2. Real vs complex arithmetic. BLAS operates on complex64 (pairs of float32). Every BLAS FMA processes a complex multiply-add — 4 real multiplies and 2 real adds per element. Ea works directly in float32, doing 2 real FMAs per element (one for the cos component, one for sin).
3. Fused pipeline.
Ea does window + transform + magnitude + smoothing in one function call. NumPy requires 4 separate calls: matmul, abs, maximum, copyto. Each call crosses the Python/C boundary, allocates or writes to buffers, and makes a separate pass over the output data.
4. Lower scheduling jitter. One ctypes call has less interrupt surface than four NumPy calls. This explains the median gap (3.5x) being larger than the min gap (1.9x) — Ea's single kernel call is less likely to be interrupted mid-computation.
Why Ea Doesn't Win More
The dual-accumulator inner loop is already close to optimal for AVX2. The generated assembly has 4 vfmadd231ps instructions per iteration with memory operands — the compiler is folding loads into FMAs. There's no instruction waste.
The bottleneck is memory bandwidth. At 50 us for 1.6 MB of twiddle table reads, we're pulling ~32 GB/s — respectable for L3 cache, but below the theoretical memory bandwidth. The per-bin overhead (loading offsets/lengths, setting up accumulators, horizontal reduction) fragments what could be one continuous stream into 84 separate sweeps.

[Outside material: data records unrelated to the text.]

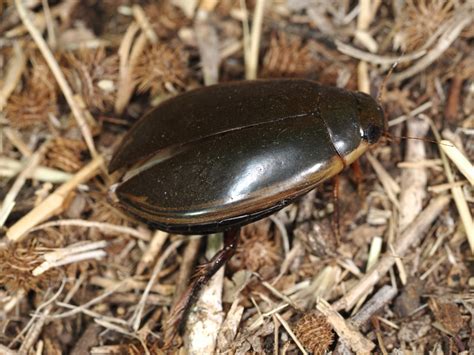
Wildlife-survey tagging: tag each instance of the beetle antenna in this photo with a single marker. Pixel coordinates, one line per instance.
(384, 82)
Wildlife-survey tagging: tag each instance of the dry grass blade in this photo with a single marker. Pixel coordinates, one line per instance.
(58, 74)
(459, 159)
(409, 238)
(54, 203)
(16, 66)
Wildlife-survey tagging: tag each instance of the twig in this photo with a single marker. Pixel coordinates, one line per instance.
(137, 315)
(290, 332)
(205, 320)
(58, 74)
(346, 331)
(11, 167)
(459, 22)
(71, 254)
(54, 203)
(129, 53)
(208, 44)
(456, 191)
(103, 226)
(423, 107)
(251, 63)
(459, 159)
(410, 237)
(413, 181)
(142, 20)
(16, 66)
(9, 200)
(374, 58)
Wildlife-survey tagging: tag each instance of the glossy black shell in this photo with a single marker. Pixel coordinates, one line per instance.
(229, 154)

BLAS doesn't have this problem. Its matmul is one uninterrupted sweep through a dense matrix, which modern CPUs and prefetchers are specifically optimized for. BLAS trades compute (touching zeros) for access pattern regularity — and on some runs, when the OS cooperates perfectly, that trade nearly pays off.
The Code
Three files. The full kernel (cqt.ea, 80 lines), the Python visualizer, and the benchmark. The kernel uses the language as intended: explicit types, explicit vector widths, explicit memory access. No hidden costs.
import ea
import numpy as np
kernel = ea.load("cqt.ea")
# Precompute tables once
freqs = F_MIN * 2 ** (np.arange(84) / 12)
lengths = np.ceil(Q * SAMPLE_RATE / freqs).astype(np.int32)

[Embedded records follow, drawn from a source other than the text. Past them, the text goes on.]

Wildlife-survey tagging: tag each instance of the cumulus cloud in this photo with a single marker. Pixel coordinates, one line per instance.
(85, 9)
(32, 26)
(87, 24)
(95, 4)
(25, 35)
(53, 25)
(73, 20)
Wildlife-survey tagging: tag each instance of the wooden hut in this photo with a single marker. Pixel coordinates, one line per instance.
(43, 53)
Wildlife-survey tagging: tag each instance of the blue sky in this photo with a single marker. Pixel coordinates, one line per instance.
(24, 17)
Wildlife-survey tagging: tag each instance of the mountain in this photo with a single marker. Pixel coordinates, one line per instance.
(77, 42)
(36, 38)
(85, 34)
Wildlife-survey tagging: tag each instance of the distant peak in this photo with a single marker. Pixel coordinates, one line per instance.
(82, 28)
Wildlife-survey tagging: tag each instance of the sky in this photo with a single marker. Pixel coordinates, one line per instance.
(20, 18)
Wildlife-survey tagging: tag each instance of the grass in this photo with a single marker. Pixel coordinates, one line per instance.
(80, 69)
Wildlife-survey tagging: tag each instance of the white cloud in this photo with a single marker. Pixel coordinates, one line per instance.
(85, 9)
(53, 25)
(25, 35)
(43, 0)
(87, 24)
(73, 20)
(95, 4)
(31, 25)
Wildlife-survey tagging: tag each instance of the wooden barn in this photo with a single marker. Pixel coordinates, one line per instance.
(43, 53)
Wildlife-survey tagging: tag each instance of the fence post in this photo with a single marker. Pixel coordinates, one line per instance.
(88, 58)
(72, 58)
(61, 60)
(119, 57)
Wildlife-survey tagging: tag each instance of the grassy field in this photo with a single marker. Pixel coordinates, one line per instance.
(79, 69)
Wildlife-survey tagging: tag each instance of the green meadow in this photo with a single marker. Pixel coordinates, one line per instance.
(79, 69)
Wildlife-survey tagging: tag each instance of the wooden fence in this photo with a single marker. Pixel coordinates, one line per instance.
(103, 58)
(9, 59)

# ... build cos/sin twiddle tables with baked-in Hann window ...
# Per frame: one call, ~50 us
kernel.cqt_fused(
audio_buffer, cos_table, sin_table,
offsets, lengths, prev_mags, out_mags,
decay_alpha, n_bins, max_window_len,
)
The full source is on GitHub.
What We Learned
The first benchmark said 153x. That was a lie — comparing optimized SIMD against a Python for-loop. The second benchmark said 1.1x slower. That was noise — insufficient warmup on a noisy WSL2 scheduler. The real number is 1.9x faster, earned by reading less data, using simpler arithmetic, and fusing the pipeline.
Three optimization attempts failed (quad accumulators, interleaved loads, merged tables) and one gave a modest 5% win (in-place smoothing). The lesson: when the compiler is already generating clean assembly, micro-optimizations rarely help. The wins came from the algorithm design — variable-length windows, baked-in windowing, fused smoothing — not from squeezing the inner loop.
Ea didn't win by being a faster compiler. It won by making it easy to write the right algorithm. A kernel that skips zeros, fuses four operations, and makes one function call will beat a kernel that touches every element of a zero-padded matrix and makes four function calls — even when the latter is backed by BLAS.